Hay Bright touts practice of the causes she preaches
Portland Press Herald
May 28, 2006
DIXMONT - Jean Hay Bright uses her eclectic career as a selling point in her campaign for the U.S. Senate. For instance, there's the story of the dented skull. When Hancock County court clerks discovered the skull in an evidence locker in 1982, Hay Bright wrote about it in the Bangor Daily News, where she worked for 10 years.

By the time the 100-year anniversary of Sarah Ware's murder arrived in 1998, Hay Bright had become managing editor of The Enterprise, a weekly newspaper in Bucksport. She petitioned a judge to release Exhibit 4, for which she helped organize a burial ceremony. The event drew national media attention and an appearance on the History Channel.

"Jean was the one who was creative enough and connected enough," said Sharon Bray, a former Enterprise publisher. "She's one of the most intelligent women I've ever known. I would love to have someone with that kind of brainpower in Washington."

Hay Bright, 58, hopes to convert her contacts from reporting and her familiarity with government into a successful campaign for U.S. Senate. She is campaigning in the Democratic primary June 13 against Eric Mehnert, an Orono lawyer. The winner will challenge Republican Sen. Olympia Snowe in the Nov. 7 general election.

Hay Bright worked in the Portland office of former U.S. Rep. Tom Andrews before running herself for Snowe's House seat in 1994. But that was the year that former Senate Majority Leader George Mitchell retired. Snowe campaigned for his vacant seat and won.

Seven candidates flooded into the Democratic primary for the open House seat; the winner of both the primary and the seat was John Baldacci, who has since become governor.

Hay Bright ran in 1996 for the U.S. Senate seat held by William Cohen. But when he was appointed defense secretary, the Democratic primary became a five-way contest won by former Gov. Joseph Brennan. Republican Susan Collins won the seat.

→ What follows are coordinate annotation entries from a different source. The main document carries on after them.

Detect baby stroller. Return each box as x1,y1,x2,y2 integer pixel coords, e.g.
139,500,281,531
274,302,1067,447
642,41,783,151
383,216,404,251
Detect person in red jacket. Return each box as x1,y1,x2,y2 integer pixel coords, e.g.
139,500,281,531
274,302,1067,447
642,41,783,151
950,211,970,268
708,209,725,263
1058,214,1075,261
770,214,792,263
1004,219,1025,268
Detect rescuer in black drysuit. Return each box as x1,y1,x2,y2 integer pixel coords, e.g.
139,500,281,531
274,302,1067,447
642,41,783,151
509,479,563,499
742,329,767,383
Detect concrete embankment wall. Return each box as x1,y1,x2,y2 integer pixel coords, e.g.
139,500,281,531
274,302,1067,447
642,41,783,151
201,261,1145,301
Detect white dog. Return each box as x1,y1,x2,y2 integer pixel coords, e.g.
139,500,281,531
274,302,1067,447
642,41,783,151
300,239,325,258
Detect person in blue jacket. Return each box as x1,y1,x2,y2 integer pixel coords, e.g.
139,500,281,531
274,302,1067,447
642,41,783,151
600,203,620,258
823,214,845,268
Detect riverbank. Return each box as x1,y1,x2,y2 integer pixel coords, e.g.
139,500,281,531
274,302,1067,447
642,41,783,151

"It did show me the ropes," said Hay Bright, holding a mug with a silhouette of the Capitol that said, "A Woman's Place is in the Dome!"

She acknowledged not being as sharp a public speaker as Mehnert, but argued that her experience is broader. She said she would make a better opponent as Snowe's first female general-election opponent in 28 years in Congress, particularly after Snowe supported Justice Samuel Alito's confirmation to the U.S. Supreme Court.

"I really believe I'm the best candidate in the race," Hay Bright said. "She's lost her credentials."

Her unabashed liberalism has won supporters across the state. Roger Roy of Caribou, who publishes the Aroostook Democrat newsletter, offered his personal endorsement this month by saying that Snowe "masquerades as a moderate" and that Hay Bright "has a long record of activism in numerous progressive causes."

Roy conceded that either Democratic candidate is a dark horse who wouldn't stand "a snowball's chance in hell of winning" in a normal year. But he said disappointment with President Bush and congressional Republicans could lead to a political upset.

"If lightning is to strike, we better have a lightning rod - and Jean is a lightning rod," Roy said.

During the 1970s, Hay Bright lived in a cabin in the woods in Blue Hill without electricity or other amenities. Gravity pulled water into the home from a spring. Kerosene lamps provided light. An outhouse contributed to organic vegetable farming.

"I know what I need," she said. "It's good to know at what level you can live well."

She is still an organic farmer of raspberries and high-bush blueberries at BrightBerry farm in Dixmont. Technological advantages include a computer and a campaign Web site. But she and her husband, David, are contemplating solar panels to power the tractors.

"I'll put my organic farming experience up against Tom DeLay's pesticide-applicator business any day," Hay Bright said of the former House Republican leader from Texas.

She got married out of high school. After raising two children, Becca and Dagan, she earned a bachelor's degree in university studies from the University of Maine in 1998 - two weeks before her daughter graduated from the University of New Hampshire.

Ending the war in Iraq is a top priority for Maine Democrats. Hay Bright seeks a congressional consensus to pull out troops and to forbid any American company from owning assets or operating a business in Iraq.

But Hay Bright, whose first husband served in Vietnam, has also won support from veterans for advocating better health benefits.

"We just want to make sure when our military people come back that they're not treated like they were in Vietnam," said Bob Mills of Biddeford, a Marine Corps veteran and independent candidate for York County commissioner who has endorsed Hay Bright.

The Iraq war and high gas prices offer familiar terrain for her proposals for greater oil conservation and development of alternative energy. For example, she urges higher mileage for all vehicles and promotes LED lights to save energy.

"I have no patience for people who say you can't have windmills because they're ugly," Hay Bright said. "Windmills or war: take your pick."